Handeln mit Augenmaß

Die IG Metall, so Otto, biete sich den Unternehmen als Partner an. „Wir versuchen, mit Augenmaß zu handeln. Aber die Stärke der IG Metall ist es auch, hart zu verhandeln. Wir haben viel Kraft und einen langen Atem“, stellt Otto klar. „Aber lieber erreichen wir unsere Ziele durch Verhandlungen.“ Dabei erlebt die Gewerkschaft auch Rückschläge. Manche Unternehmer stellten sich stur und wollten Verhandlungen torpedieren. „Aber wir bleiben dran.“

Seit 2015 sei die Zahl der IG-Metall-Mitglieder in Ostsachsen auf mehr als 10 000 gestiegen. Und, dass die Gewerkschaft Menschen mobilisieren kann, habe sich im Januar 2018 gezeigt, als in Görlitz Tausende gegen Schließungsabsichten von Bombardier und Siemens auf die Straße gingen.
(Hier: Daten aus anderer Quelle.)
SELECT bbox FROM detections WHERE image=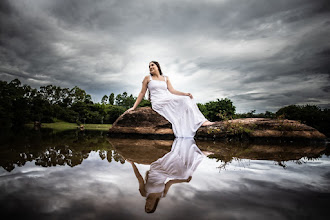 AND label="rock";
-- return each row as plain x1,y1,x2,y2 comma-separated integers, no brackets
109,107,174,139
108,107,327,141
196,118,327,142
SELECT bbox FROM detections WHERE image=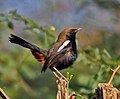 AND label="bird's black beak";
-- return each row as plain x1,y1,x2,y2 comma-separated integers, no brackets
75,28,82,33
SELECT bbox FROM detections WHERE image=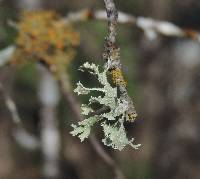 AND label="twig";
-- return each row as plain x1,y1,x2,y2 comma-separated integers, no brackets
103,0,137,121
0,46,15,68
64,9,135,24
0,82,21,125
64,9,200,42
0,82,40,150
58,70,125,179
89,135,125,179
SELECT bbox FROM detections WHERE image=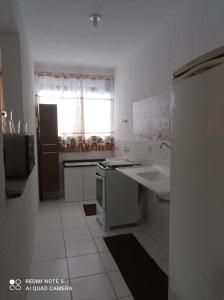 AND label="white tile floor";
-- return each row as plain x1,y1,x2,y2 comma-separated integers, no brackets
28,200,168,300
„Mit gemischten Gefühlen“ sieht hingegen Wilfried Rosenberg vom Bundesverband mittelständische Wirtschaft (BVMW) die Aktivitäten der IG Metall. „Natürlich sollen die Mitarbeiter mehr verdienen, aber solange der Rahmen für die Mittelständler nicht stimmt, wirken sich allgemeine Lohnforderungen eher negativ auf Stimmung und die Regionalentwicklung aus.“ Auch Mittelständler verstünden immer besser, wie wichtig eine ordentliche Bezahlung und Behandlung ihrer Mitarbeiter ist. „Wir brauchen für die Wettbewerbsfähigkeit der Mittelständler mehr Flexibilität, wie auch Freiraum für mündige Bürger, da helfen Tarifverträge und Gleichmacherei meistens nicht weiter“, sagt Rosenberg.